In Abschnitt 1-3 dieses Aufsatzes werden einige dieser Probleme erörtert; zudem wird ein Zugriff vorgeschlagen, der numerische und hermeneutische Verfahren miteinander verbindet. Eine Weiterentwicklung dieses Ansatzes in Richtung einer Untersuchung großer Korpora ist angelegt, wird aber nicht als notwendig begriffen: Auch im Rahmen einer Interpretation einzelner Werke und mithin der Filmanalyse, die neben der Filmgeschichte und der Filmtheorie als eine der drei Säulen filmwissenschaftlicher Arbeit gilt, können computergestützte Analyseverfahren - so die hier vertretene These - einen Mehrwert darstellen, machen sie doch ästhetische Elemente eines filmischen Werkes sichtbar, die ansonsten unbemerkt bleiben würden. Um diesen Mehrwert kenntlich zu machen, werden in Abschnitt 4 des Aufsatzes drei Filme vergleichend untersucht, in denen Farbe auf ersten Blick als ein ästhetisches Gestaltungsmittel unter vielen erscheint. Die Interpretationen zielen dabei selbst nicht in erster Linie auf eine Deutung der Farben; vielmehr werden mögliche politische Lesarten der Filme angedeutet, die jedoch, wie gezeigt wird, durch die computergestützte Analyse der ästhetischen Programme der Filme jeweils untermauert werden können. Das entwickelte Verfahren bietet daher nicht nur einen Ansatz für eine numerische Untersuchung von Farbigkeit im Film an, sondern zeigt auch exemplarisch auf, wie Verfahren der digitalen Filmwissenschaft als Instrumente filmanalytischer Arbeit eingesetzt werden können.
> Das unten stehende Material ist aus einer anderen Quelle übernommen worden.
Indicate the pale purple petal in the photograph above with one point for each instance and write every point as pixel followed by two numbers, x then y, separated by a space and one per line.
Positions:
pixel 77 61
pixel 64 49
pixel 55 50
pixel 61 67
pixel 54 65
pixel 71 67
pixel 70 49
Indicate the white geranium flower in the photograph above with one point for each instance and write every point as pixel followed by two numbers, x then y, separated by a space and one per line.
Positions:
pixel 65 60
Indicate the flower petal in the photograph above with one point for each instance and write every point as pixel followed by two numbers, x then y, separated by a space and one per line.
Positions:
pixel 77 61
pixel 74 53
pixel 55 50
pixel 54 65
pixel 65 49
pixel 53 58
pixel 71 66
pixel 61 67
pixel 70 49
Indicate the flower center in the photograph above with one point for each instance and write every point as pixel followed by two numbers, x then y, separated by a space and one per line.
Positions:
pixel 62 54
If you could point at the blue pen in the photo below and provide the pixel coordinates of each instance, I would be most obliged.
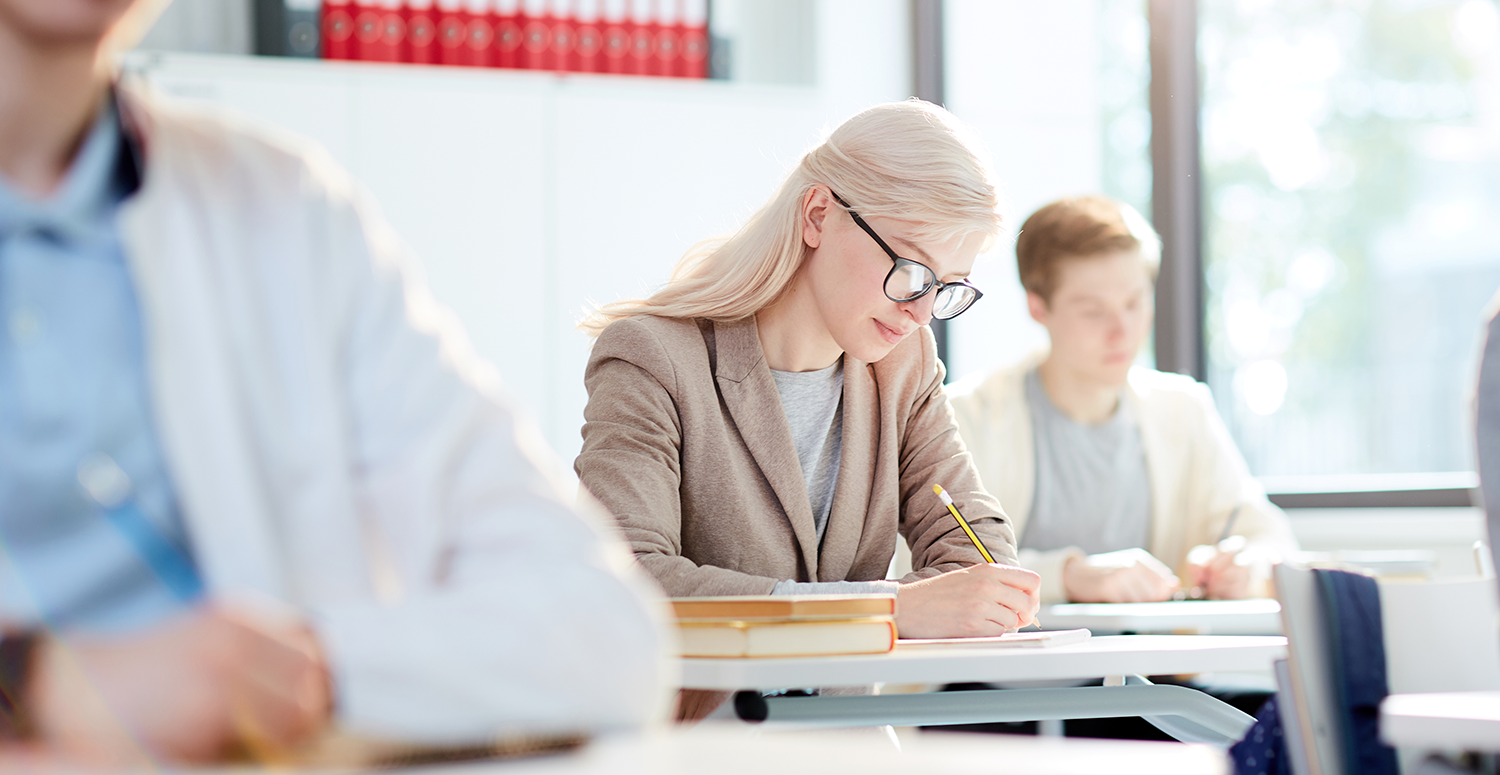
(110, 486)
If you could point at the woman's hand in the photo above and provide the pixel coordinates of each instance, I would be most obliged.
(1221, 571)
(1127, 576)
(980, 600)
(189, 690)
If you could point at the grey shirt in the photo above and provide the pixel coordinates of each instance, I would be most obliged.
(1092, 489)
(813, 405)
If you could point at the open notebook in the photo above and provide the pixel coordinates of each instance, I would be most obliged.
(1023, 640)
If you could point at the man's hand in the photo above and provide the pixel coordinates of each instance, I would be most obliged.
(1221, 571)
(189, 690)
(1127, 576)
(980, 600)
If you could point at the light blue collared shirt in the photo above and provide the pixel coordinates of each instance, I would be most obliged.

1.1 Farben in der Filmtheorie

In der Filmwissenschaft ist Farben über lange Zeit mit Skepsis begegnet worden. Die Auseinandersetzung der frühen Filmtheorie mit den ästhetischen Möglichkeiten des Farbfilms war zunächst von einem grundsätzlichen Misstrauen in dessen Kunstfähigkeit, wenn nicht gar von einer regelrechten »Chromophobie«[2] gekennzeichnet. Zentral war für Denker wie Kracauer, Balasz oder Arnheim dabei die Frage nach dem Realitätseindruck des Films, der je nach Argumentation durch den Einsatz von Farben entweder – wie bei Arnheim – als zu stark betont oder – wie bei Kracauer – als zu stark gefährdet angesehen wurde.[3] Auch in der Filmwissenschaft der Gegenwart gelten die Farben des Films weiterhin als Desiderat. Verhältnismäßig umfangreich ist inzwischen die filmhistorische Forschung zu unterschiedlichen Farbfilmsystemen[4] sowie zur Komplexität der vielfältigen produktionsbedingten Aspekte, die – vom Filmmaterial über die Farbigkeit der Gegenstände bis hin zum Licht und zur digitalen Postproduktion – auf das Erscheinungsbild der Farben Einfluss nehmen.[5] Doch nicht nur die Produktion, auch die Wahrnehmung von Farben stellt ein theoretisch kaum fassbares Feld dar,[6] spielen in ihr doch Aufführungsbedingungen, Trägermedium, physiologische Gegebenheiten und kulturell-historische Prägungen zusammen.[7]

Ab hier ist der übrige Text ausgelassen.